The protein and mRNA levels of BACE1 and APP-β in the human AD frontal cortex brain tissues were found markedly increased as compared with that in the control brain in our study. It is reported that soluble oligomers of Aβ affect synaptic functions and induce neurotoxicity, and thus contribute to the disease process ( Haass and Selkoe, 2007; Mucke and Selkoe, 2012; Selkoe and Hardy, 2016). Amyloid accumulation is thought to be an early factor in AD (Jack et al., 2010). BACE1 knockdown could decrease Aβ accumulation, which is expected to contribute to synaptic dysfunction and other downstream effects (Ferreira et al., 2015; Jin et al., 2011; Oz et al., 2013). Potential benefits resulting from pharmacologic inhibition of BACE1 were summarized and reported (Koelsch, 2017). In our study, we found a negative correlation between down-regulated miR-361-3p and up-regulated BACE1. Also, luciferase reporter assay verified that miR-361-3p directly targets and negatively regulates BACE1.
We found miR-361-3p regulated the expression of BACE1 and the accumulation of APP-β in APPswe transfected SH-SY5Y cells. MiR-361-3p overexpression markedly decreased the expression of BACE1 inhibited APP-β accumulation, and reduced the apoptosis of SH-SY5Y/ APPswe cell. Taken together, we concluded that down-regulated miR-361-3p contributed to the pathological process by increased BACE1expression, thus promoted the accumulation of Aβ and induced nerve cell apoptosis in vitro. Since degeneration mostly occurs in the hippocampal and cortex brain tissues, which leading to learning and memory deficits (Norfray and Provenzale, 2004; Selkoe, 2002), we thus performed the in vivo experiment. These results revealed that overexpression of miR-361-3p in AD mice effectively reverses the deficits in spatial learning and memory of AD mice, and the expression of BACE1 and APP-β was significantly decreased. The inhibition of BACE1 is recently thought to provide a treatment strategy for AD (Vassar et al., 2014). Thus, this regulation mechanism is worthwhile to investigate. It seems that miR-361-3p may be an attractive therapeutic candidate for AD. It was reported that reactive oxygen species (ROS) could regulate the expression of miR-9, miR-128, and miR-125b in cultured neurons, which indicates that miRNAs may promote ROS’s pathogenic in AD (Lukiw, 2007). Salta et al. (2016) showed 1,4,5-trisphosphate 3-kinase B (ITPKB) regulates the activity of BACE1 and the phosphorylation level of tau protein by loss function of miR-132. Therefore, these studies open a door for further investigation of these aforementioned issues.

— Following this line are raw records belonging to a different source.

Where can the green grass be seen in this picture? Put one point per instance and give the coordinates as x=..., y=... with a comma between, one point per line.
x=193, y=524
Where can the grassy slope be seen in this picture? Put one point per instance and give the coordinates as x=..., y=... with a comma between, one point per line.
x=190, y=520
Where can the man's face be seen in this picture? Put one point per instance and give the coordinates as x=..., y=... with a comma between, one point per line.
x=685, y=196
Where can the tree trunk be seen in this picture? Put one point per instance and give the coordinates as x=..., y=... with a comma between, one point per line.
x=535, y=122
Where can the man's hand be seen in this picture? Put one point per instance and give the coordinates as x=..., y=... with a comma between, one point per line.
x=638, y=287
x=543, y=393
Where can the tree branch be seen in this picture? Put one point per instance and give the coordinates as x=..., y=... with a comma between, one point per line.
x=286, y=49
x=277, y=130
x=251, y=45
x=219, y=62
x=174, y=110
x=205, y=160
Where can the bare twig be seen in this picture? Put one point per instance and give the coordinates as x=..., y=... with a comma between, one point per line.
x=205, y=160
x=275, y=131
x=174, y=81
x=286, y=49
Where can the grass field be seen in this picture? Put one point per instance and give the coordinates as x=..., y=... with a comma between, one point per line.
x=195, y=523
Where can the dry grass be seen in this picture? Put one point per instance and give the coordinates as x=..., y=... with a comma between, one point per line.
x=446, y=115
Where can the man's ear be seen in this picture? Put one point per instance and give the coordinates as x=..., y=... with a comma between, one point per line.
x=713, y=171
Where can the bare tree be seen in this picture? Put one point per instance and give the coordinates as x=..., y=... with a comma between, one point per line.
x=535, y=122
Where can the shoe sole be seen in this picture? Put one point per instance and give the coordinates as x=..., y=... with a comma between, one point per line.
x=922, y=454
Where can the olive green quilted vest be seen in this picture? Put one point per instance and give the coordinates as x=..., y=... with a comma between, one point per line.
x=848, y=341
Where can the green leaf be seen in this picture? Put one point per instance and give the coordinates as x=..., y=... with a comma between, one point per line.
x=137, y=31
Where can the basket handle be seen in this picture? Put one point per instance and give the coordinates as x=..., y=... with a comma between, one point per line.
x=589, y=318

In conclusion, our study showed that miR-361-3p contributes to the pathological process of AD through promoting the accumulation of Aβ, inducing nerve cell apoptosis, and improving spatial learning and memory via targeting BACE1. MiR-361-3p may be considered as a potential therapeutic target for AD.
AD: Alzheimer’s disease; APP: Amyloid precursor protein; RT-PCR: reverse transcription-quantitative polymerase chain reaction.
This study was funded by Zhengzhou Central Hospital's research project.
The authors declare no conflict of interest.